Prepayment & late fees at issue
By CHRISTY ROBINSON
12/24/2002

The National Home Equity Mortgage Association (NHEMA) sued a government agency Friday over new regulations affecting prepayment and late fee rules on mortgage loans.

Earlier this month, the U.S. Office of Thrift Supervision (OTS) granted NHEMA's request to push the implementation of the new rules from Jan. 1 to July 1. The subprime lending association said lenders were working frantically to meet the Jan. 1 implementation date, but many of them wouldn't have been able to meet it. Now NHEMA is hoping to have the new rules eliminated all together.

The OTS announced in late September that those rules will be removed from the list of agency regulations that apply to state housing creditors under the Alternative Mortgage Transaction Parity Act.

"NHEMA believes that these regulations are bad for the consumers [that] the mortgage lending industry serves," said Maury Shevin, general counsel of the subprime lending association. "They would effectively eliminate options available to borrowers now that lower interest rates make mortgages more affordable."

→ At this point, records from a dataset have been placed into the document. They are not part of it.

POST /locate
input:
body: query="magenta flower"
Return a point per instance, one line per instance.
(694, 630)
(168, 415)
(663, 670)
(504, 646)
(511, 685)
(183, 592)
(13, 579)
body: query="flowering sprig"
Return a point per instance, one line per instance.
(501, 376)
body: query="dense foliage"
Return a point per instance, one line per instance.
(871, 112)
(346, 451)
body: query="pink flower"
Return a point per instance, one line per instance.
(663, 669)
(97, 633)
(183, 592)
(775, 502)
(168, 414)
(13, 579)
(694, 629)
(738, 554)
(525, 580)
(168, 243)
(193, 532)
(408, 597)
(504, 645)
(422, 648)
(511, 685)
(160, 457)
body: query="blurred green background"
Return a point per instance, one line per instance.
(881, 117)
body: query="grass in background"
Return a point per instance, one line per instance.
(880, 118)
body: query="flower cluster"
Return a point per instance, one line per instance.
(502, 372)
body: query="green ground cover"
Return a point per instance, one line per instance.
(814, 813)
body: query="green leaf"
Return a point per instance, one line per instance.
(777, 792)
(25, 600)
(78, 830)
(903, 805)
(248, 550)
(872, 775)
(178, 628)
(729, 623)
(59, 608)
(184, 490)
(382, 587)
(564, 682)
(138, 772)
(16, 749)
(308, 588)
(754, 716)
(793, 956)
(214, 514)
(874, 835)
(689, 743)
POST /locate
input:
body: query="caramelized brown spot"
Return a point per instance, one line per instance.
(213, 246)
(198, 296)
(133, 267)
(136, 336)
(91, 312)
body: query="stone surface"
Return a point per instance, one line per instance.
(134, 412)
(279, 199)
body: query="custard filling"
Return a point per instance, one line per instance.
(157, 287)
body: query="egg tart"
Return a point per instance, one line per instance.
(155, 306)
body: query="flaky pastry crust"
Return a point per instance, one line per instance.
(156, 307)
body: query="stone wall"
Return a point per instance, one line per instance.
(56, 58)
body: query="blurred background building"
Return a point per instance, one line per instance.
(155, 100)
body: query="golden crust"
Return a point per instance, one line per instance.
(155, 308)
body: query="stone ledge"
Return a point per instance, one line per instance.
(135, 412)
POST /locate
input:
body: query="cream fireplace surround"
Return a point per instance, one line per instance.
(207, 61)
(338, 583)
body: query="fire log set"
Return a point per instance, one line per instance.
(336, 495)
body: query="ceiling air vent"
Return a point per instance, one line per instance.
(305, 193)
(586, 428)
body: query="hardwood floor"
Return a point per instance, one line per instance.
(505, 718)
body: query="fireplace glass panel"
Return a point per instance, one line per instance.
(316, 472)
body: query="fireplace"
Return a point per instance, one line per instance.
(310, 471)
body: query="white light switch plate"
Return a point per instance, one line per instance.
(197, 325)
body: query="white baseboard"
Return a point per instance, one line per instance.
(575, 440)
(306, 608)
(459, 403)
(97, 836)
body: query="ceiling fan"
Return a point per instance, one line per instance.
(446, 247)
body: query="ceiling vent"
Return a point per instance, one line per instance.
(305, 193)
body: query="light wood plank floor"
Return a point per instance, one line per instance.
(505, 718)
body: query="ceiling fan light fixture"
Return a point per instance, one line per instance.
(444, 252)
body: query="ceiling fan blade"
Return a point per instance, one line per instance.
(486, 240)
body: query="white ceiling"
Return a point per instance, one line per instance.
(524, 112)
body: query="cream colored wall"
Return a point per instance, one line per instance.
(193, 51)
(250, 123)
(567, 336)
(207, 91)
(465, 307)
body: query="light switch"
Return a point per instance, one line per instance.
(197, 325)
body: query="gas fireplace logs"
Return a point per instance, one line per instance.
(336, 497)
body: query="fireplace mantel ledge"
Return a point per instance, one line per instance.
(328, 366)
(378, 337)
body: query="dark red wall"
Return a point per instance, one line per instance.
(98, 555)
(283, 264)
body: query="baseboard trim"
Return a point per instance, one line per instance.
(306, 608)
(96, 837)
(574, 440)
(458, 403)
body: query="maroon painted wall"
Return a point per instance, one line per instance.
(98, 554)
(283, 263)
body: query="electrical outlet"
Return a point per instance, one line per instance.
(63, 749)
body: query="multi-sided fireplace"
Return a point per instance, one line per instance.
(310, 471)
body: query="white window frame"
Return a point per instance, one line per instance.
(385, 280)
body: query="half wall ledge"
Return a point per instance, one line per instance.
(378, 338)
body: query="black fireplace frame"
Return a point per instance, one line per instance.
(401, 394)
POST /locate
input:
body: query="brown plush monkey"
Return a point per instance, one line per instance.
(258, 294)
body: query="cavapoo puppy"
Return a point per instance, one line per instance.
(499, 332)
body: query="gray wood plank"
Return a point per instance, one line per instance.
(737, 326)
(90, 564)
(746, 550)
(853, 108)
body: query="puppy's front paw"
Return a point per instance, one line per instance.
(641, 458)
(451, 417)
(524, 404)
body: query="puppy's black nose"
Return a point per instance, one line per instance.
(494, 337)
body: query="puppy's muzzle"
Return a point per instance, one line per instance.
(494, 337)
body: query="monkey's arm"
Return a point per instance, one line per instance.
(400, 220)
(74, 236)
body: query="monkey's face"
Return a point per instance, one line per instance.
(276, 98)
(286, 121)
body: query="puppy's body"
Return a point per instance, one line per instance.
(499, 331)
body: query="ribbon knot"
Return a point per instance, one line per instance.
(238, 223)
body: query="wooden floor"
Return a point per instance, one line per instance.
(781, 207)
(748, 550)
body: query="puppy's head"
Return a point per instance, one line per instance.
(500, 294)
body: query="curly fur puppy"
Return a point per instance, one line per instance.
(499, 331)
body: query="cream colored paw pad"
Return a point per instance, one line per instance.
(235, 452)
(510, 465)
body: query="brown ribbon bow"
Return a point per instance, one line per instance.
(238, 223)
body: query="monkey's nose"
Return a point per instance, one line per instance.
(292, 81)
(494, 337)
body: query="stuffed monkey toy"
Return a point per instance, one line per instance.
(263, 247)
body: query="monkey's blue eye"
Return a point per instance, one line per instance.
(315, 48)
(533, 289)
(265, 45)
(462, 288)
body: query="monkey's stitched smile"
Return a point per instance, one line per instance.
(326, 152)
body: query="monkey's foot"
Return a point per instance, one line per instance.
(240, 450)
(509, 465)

Shevin said NHEMA's goal is for the court to rule that the OTS acted beyond its authority in adopting the regulations.

By creating separate regulatory systems for state-chartered and federally-chartered institutions, the OTS rules would reduce competition among lenders and raise mortgage costs, Shevin said.

Prepayment and late fee options have been regulated by the federal government until now, and major regional and national lenders have been working under the single set of federal regulations. This system has maintained a "level playing field" among banks and lending institutions chartered by the federal government, NHEMA said.

Many borrowers may lose access to those options if state-chartered lenders must comply with different regulations in each jurisdiction where they do business, the announcement said. It could lead to an increase of 25 to 80 bps in the average loan interest rate for all consumers.

When the OTS announced the regulation changes in September, OTS director James E. Gilleran said the agency had reviewed how the parity rules affected state housing creditors' ability to make alternative mortgages.

"[The] OTS determined that the provisions dealing with prepayment penalties and late fees were not essential to making alternative mortgages," he said. "Therefore, it is not necessary to continue to identify these provisions as applying to these loans."

In doing this, NHEMA's Shevin said the OTS clearly exceeded its legal authority under the Parity Act.

"Its actions risk hurting the borrowers and the vibrant, competitive mortgage lending market that the OTS is charged with protecting."

The Parity Act, passed in 1982, grants state-chartered housing creditors equality with federally-chartered lenders when making alternative mortgages, such as adjustable rate mortgages loans, by permitting them to follow OTS rules.

The OTS, run by the U.S. Department of the Treasury, regulates all federally chartered and many state-chartered thrift institutions, which include savings banks and savings and loan associations.

Not subject to the Parity Act, federally chartered thrifts are supervised by OTS and would continue to follow OTS rules.

NHEMA sued the OTS on Friday in the District of Columbia's U.S. district court. The case has been assigned to Judge Gladys Kessler.